Credit Suisse heads of prime brokerage to exit in Archegos fallout

The two heads of Credit Suisse’s prime brokerage business are to leave just weeks after the bank reported at least $4.7bn of losses related to the family office Archegos Capital.

John Dabbs and Ryan Nelson have stepped down from leading the unit, which offers specialised services to hedge funds, according to a staff memo seen by the Financial Times.

They are the latest in growing list of senior and mid-level executive departures as the bank reels from twin crises involving Archegos Capital and supply-chain finance company Greensill Capital.

The Swiss lender has previously announced the departures of Brian Chin, its head of investment banking, and Lara Warner, its chief risk and compliance officer.

Credit Suisse was one of several global banks hit when their client, Archegos — a family office run by former hedge fund manager Bill Hwang — unravelled last month. Some banks including Goldman Sachs escaped relatively unscathed, while Credit Suisse nursed its heaviest trading losses for at least a decade.
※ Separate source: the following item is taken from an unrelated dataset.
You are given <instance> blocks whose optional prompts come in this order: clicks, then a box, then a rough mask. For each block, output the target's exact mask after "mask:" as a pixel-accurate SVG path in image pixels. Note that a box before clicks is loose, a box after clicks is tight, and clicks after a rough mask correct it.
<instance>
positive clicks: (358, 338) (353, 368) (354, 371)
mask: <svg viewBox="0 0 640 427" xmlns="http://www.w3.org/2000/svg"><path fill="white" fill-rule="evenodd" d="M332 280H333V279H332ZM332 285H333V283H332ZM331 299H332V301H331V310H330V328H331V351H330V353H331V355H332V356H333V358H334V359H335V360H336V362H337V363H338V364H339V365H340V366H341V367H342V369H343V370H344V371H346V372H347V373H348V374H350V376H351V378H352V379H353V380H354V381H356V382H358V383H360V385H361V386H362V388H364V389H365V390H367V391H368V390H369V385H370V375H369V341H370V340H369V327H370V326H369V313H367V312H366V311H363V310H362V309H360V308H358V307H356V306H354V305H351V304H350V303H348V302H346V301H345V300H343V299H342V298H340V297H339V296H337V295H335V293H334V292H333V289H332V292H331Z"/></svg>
The memo announcing the new departures was sent on Monday by Anthony Abenante, who took over temporarily as head of equities sales and trading this month. Dabbs, who is based in New York, and Nelson, who is based in London, will step down immediately but assist the team to ensure an orderly transition until mid-May, it said. The departures were first reported by the Wall Street Journal.

Abenante added that Roger Anerella had been appointed interim head of prime services, while, Doug Crofton was named head of Americas cash and Stuart McGuire filled a similar role in Europe.

Credit Suisse is due to publish its first-quarter results on April 22 and has already indicated it will report a $960m loss because of the Archegos debacle. The FT last week reported staff bonuses have been cut by hundreds of millions of dollars.

The Archegos losses followed the suspension last month of supply-chain finance funds linked to Greensill that Credit Suisse offered to its clients. The Swiss bank has calculated its clients could lose up to $3bn from the funds, which the bank froze at the start of March.

Both episodes have raised questions over the risk management processes within the bank.

Christian Meissner, Credit Suisse’s co-head of international wealth management investment banking advisory, will replace Chin on May 1. Warner, who left on April 6, was replaced by Joachim Oechslin as interim chief risk officer and Thomas Grotzer as interim global head of compliance.